Once you identify the dragon, dig deep to understand the threat and its roots. Then follow these 5 steps to engage your team:
Paint a vivid picture of the dragon. "Focus on the one decisive threat or challenge--the dragon--and articulate this as a clear, imminent threat," explain Bruch and Vogel. "It is not enough to simply identify all possible threats; you must narrow them down . . . to define the one challenge. Then, you have to paint a vivid picture of this most relevant, troubling and dangerous threat." This picture isn't about the facts; statistics won't engage employees. You need to bring the story to life so employees can visualize how the dragon is threatening your organization.
Make the danger realistic and relevant. "Managers often underestimate the depths of communication it takes to get employees personally concerned enough about a problem to want to do something about it," write Bruch and Vogel. By the time a leader is ready to communicate, he or she has gone through a long process of understanding the issue. But now you need to spend time with team members so that they get what the problem is. Ideally, advise the authors, "you should communicate possible threats to your people at an early stage. That way, the threat becomes tangibly realistic to everyone."
Appeal to employees' emotions. Leaders sometimes try to protect their people from negative news and threats because they don't want to cause undue stress.
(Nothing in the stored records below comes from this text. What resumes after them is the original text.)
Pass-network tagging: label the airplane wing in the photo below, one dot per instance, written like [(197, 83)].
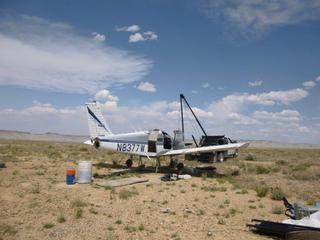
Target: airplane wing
[(215, 148)]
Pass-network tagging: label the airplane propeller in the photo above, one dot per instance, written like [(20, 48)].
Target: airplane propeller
[(96, 142)]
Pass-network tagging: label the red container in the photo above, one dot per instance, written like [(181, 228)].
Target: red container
[(71, 171)]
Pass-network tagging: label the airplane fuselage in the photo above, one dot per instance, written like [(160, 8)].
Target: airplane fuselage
[(136, 143)]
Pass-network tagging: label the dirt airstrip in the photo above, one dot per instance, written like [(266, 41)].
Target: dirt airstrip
[(35, 202)]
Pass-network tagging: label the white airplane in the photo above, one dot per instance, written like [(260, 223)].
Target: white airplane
[(151, 144)]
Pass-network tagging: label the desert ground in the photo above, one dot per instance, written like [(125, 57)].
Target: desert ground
[(36, 203)]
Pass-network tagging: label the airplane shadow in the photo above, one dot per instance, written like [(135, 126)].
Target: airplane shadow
[(117, 169)]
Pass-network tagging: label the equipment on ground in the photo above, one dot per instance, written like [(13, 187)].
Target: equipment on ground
[(151, 144), (207, 140)]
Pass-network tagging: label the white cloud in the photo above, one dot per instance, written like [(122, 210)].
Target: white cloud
[(98, 37), (309, 84), (288, 116), (146, 87), (255, 83), (205, 85), (226, 116), (138, 37), (108, 101), (52, 56), (150, 35), (235, 102), (254, 17), (43, 117), (132, 28), (105, 95)]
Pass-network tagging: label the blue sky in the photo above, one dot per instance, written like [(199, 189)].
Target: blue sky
[(250, 68)]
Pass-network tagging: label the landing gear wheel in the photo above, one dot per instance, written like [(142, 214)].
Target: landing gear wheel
[(173, 163), (180, 167), (220, 157), (129, 163)]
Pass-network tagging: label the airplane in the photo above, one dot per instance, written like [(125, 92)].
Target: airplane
[(153, 143)]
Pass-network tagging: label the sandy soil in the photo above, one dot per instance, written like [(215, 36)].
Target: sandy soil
[(35, 202)]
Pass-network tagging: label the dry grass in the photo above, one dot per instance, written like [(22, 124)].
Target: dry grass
[(35, 202)]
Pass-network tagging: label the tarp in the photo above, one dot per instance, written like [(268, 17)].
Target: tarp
[(311, 221)]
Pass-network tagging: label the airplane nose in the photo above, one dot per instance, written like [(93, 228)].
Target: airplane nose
[(96, 143)]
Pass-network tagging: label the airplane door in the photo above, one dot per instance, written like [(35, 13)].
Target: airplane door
[(152, 141)]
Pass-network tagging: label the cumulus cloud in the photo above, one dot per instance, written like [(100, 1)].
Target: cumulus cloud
[(105, 95), (205, 85), (132, 28), (53, 56), (309, 84), (226, 116), (254, 17), (235, 101), (146, 87), (255, 83), (107, 100), (44, 117), (285, 116), (98, 37), (138, 37)]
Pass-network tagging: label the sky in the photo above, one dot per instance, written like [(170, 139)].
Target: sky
[(249, 68)]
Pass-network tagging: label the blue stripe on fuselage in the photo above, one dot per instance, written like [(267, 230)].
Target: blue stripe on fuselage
[(95, 117), (122, 141)]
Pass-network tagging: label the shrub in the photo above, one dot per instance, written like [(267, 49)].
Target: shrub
[(251, 157), (61, 219), (277, 210), (141, 227), (118, 221), (262, 191), (221, 221), (79, 203), (126, 194), (262, 170), (277, 194), (79, 213), (48, 225)]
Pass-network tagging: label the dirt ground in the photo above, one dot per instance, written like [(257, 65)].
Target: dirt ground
[(36, 203)]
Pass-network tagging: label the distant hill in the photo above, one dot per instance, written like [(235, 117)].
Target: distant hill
[(56, 137), (273, 144), (53, 137)]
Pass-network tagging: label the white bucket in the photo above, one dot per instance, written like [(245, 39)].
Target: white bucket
[(84, 172)]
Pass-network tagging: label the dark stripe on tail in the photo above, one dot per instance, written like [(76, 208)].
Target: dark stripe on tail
[(95, 117)]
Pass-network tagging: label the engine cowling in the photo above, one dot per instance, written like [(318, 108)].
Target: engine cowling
[(96, 143)]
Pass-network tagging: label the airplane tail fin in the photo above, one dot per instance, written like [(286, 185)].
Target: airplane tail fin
[(97, 124)]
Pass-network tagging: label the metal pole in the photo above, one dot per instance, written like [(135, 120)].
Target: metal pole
[(204, 132), (181, 110)]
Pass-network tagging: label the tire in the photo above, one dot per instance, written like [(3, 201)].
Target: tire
[(129, 163), (180, 166), (220, 157)]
In fact, advise Bruch and Vogel, "Negative emotions can cause eustress--a positive form of stress that produces extraordinary effort and persistence that would not have been activated without the negative impulses."
Present the threat as a challenge. This doesn't mean sugar-coating the situation. "Share all the details you have gathered and paint a clear picture of the situation," write Bruch and Vogel. Then "outline specific, tangible actions that the organization can take to overcome the challenge."
Offer emotional encouragement. Now that you've charged up your team, you need to be visible, present--and patient. Team members will have a lot of questions. At times, they'll need to vent about their struggles and frustration. So you need to make yourself available to work closely with your employees. Often your most important role is not to solve problems--it's simply to listen.
By doing so, you strengthen people's confidence that they can solve the problem. And you'll motivate team members to work hard to meet the challenge together.